次に金融機関を初めとする与信側の意識です。与信側は債権譲渡特例法が施行されてから、与信のための登記ではなく、企業の危殆(きたい)時に保全のための登記をおこなっていました。よって、債権譲渡先は自ずと倒産する事例が多くなっていきました。さらに信用情報機関は、登記の事実をもって評点を下げるようになり、悪循環を繰り返すようになりました。平成13年12月、経済産業省が主導する売掛債権担保融資保証制度が創設されてから、登記に対する考え方が若干受け入れられるようになってきたことも事実です。
結論としては企業および与信側の売掛債権譲渡が公然とおこなわれることは、企業活動にとって欠くべからず事であるという意識を啓蒙していくことが急務なのです。
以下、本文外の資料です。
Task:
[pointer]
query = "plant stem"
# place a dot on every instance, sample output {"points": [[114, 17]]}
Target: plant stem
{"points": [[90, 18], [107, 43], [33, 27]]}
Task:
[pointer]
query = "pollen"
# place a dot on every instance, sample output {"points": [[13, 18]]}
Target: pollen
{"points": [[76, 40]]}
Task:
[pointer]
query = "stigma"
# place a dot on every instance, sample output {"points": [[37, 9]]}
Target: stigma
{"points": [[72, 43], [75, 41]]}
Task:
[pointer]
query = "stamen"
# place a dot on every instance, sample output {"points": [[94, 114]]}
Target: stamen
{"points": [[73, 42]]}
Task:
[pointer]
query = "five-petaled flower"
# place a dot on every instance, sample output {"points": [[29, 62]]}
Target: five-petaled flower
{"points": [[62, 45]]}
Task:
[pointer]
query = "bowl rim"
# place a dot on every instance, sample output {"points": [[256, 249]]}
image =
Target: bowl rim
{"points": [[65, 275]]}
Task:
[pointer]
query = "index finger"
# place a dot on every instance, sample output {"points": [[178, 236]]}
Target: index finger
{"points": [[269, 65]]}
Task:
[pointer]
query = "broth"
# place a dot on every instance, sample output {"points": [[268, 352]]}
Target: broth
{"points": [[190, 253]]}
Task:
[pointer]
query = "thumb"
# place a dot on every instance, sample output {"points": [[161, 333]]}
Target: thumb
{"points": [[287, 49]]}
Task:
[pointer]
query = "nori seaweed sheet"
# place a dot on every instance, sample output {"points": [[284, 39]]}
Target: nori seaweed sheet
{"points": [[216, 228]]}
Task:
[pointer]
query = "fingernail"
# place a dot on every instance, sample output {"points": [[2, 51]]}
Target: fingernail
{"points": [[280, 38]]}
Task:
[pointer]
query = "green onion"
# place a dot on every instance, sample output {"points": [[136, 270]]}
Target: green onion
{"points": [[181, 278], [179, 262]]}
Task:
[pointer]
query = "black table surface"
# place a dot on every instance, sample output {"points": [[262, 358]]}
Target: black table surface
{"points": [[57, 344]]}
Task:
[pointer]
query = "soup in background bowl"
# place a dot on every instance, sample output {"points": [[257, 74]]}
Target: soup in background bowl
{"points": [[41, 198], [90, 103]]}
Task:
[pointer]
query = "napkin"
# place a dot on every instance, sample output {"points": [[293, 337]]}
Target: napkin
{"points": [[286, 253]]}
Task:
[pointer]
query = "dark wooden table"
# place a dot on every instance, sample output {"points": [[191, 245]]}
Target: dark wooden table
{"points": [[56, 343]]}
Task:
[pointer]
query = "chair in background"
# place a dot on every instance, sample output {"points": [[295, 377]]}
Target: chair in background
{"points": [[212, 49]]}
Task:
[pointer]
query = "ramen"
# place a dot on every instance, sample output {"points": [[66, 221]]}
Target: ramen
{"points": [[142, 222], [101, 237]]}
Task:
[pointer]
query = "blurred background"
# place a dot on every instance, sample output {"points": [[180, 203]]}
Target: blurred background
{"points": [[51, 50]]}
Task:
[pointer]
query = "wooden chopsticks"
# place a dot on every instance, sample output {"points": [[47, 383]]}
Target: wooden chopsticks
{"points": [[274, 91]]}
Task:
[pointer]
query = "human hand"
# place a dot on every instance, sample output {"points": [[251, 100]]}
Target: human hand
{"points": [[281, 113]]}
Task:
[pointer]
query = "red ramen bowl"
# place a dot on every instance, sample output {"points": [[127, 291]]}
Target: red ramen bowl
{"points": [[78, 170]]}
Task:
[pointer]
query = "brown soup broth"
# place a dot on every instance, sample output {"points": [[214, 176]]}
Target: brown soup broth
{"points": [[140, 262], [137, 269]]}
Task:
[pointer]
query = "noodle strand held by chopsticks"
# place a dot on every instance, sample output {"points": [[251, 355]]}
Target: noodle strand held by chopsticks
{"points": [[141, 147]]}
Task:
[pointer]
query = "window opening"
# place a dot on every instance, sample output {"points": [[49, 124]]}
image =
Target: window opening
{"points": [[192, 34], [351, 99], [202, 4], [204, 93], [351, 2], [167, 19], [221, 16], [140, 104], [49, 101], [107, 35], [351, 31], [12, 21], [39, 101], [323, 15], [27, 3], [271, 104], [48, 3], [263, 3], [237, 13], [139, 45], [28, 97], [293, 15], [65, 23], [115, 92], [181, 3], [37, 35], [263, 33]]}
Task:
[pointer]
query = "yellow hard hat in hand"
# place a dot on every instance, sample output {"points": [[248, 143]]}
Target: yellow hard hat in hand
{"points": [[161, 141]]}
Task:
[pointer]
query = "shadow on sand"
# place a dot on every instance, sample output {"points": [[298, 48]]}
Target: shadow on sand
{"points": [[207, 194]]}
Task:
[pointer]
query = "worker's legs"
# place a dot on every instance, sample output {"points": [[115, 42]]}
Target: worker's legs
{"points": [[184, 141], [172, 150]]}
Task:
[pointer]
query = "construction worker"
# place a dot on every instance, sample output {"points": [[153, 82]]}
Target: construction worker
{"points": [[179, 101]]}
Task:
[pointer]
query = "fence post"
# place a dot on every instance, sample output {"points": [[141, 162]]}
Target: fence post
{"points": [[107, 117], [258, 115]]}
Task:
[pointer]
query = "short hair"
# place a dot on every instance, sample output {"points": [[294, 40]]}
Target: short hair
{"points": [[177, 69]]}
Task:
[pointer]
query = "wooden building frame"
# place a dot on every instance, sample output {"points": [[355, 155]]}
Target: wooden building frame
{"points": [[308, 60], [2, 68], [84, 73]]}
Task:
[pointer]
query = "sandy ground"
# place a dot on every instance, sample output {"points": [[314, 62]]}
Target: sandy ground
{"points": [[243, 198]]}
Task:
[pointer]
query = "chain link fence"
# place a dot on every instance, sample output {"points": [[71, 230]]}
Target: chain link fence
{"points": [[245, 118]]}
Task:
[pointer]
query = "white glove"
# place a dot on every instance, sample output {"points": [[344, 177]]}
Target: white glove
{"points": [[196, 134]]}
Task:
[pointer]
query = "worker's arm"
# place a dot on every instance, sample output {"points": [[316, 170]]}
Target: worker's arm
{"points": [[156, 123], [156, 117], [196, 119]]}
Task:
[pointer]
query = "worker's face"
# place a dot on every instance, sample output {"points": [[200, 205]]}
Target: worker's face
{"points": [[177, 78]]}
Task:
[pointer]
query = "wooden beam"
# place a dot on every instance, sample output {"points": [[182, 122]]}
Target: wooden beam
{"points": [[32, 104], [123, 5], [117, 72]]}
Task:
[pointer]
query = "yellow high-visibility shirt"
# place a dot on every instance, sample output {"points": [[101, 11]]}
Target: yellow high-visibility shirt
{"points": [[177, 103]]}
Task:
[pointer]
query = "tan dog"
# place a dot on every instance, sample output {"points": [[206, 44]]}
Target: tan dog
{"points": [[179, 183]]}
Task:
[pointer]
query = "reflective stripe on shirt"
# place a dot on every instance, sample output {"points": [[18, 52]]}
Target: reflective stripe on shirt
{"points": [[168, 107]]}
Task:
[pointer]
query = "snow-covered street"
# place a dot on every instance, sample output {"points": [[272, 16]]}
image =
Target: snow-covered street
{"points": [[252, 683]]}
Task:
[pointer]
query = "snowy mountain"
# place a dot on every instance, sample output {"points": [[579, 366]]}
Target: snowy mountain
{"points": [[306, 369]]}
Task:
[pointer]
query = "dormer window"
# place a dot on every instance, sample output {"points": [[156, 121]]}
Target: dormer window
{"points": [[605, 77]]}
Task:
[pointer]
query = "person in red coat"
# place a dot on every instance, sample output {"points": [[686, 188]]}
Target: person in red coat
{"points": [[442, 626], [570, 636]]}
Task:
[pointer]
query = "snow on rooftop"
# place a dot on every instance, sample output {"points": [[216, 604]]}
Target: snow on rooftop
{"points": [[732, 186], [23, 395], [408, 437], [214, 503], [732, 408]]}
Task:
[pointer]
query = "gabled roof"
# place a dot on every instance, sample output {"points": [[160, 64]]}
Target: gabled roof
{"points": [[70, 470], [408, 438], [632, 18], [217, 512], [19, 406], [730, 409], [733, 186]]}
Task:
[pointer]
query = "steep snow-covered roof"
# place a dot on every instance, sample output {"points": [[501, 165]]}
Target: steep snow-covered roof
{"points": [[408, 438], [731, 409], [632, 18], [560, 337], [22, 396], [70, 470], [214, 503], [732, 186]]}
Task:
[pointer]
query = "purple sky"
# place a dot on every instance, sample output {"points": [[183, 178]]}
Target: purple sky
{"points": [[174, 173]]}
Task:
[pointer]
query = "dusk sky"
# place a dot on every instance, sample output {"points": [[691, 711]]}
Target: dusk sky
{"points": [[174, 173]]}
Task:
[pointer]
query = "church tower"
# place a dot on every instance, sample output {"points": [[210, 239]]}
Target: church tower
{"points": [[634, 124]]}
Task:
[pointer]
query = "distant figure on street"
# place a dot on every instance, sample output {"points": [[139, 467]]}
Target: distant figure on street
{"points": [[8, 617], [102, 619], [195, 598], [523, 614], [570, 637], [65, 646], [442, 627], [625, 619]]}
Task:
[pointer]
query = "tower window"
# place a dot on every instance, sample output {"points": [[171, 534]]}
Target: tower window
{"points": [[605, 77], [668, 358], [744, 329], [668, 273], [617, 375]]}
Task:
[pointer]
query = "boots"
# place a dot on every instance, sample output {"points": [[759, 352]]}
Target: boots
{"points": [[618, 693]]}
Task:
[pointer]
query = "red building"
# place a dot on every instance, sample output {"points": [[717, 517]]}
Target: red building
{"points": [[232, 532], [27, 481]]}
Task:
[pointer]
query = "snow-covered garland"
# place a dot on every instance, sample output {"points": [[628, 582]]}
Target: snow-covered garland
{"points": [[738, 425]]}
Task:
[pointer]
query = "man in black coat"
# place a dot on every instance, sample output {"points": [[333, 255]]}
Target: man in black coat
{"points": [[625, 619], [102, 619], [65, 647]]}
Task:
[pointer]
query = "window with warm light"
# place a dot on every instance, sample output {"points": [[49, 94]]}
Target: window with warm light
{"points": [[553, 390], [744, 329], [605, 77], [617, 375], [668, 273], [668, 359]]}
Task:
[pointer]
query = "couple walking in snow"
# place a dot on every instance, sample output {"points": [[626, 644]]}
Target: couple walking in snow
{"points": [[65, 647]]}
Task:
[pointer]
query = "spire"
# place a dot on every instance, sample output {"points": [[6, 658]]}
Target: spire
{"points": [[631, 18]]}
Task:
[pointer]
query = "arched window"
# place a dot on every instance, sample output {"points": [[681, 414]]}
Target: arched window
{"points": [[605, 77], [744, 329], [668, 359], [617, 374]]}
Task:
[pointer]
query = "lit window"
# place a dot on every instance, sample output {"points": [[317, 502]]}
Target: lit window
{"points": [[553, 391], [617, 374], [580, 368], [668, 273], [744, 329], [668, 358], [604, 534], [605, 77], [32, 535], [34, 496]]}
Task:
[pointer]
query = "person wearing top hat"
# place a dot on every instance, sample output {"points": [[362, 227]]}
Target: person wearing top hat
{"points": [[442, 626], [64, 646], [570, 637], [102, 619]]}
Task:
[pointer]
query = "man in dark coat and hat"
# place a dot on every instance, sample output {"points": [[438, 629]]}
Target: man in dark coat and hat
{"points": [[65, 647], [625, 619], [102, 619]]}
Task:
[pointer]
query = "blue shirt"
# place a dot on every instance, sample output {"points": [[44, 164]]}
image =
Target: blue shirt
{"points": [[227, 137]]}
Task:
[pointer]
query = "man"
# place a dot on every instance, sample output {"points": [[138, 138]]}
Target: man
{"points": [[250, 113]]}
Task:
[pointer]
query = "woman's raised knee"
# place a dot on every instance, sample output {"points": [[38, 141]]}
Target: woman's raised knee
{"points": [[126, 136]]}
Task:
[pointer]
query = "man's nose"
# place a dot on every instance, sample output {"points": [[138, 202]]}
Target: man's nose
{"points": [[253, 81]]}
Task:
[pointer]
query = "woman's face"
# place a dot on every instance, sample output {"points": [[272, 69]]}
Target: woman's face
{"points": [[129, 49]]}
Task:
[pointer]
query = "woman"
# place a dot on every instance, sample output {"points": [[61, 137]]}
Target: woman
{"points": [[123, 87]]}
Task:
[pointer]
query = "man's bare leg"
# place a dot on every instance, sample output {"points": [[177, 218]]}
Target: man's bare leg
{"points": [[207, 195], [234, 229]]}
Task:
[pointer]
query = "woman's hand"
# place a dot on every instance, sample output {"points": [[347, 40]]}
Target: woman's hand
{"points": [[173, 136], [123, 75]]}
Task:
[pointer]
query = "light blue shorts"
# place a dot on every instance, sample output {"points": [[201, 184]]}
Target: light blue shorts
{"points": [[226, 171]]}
次に第二点目の「債権譲渡禁止特約」の存在です。現在この特約は、国際商法上においても無効であるとの見解が出ています。この問題についても経済産業省主導のもと動きはありますが、わが国に根付いた商慣習は一朝一夕には改まりません。立法措置でこの特約を無効にするか、各業界毎にこの特約を解除していくか、いずれにしてもこの問題の解決は急務です。
弊社が提唱するガリアソリューションにもあるとおり、中小企業の新たな資金調達、最後に残された調達手段、売掛債権担保融資を発展させることは、閉塞した日本経済の再生にも繋がる重要なスキームであり、日本経済にビルトインさせるべきなのです。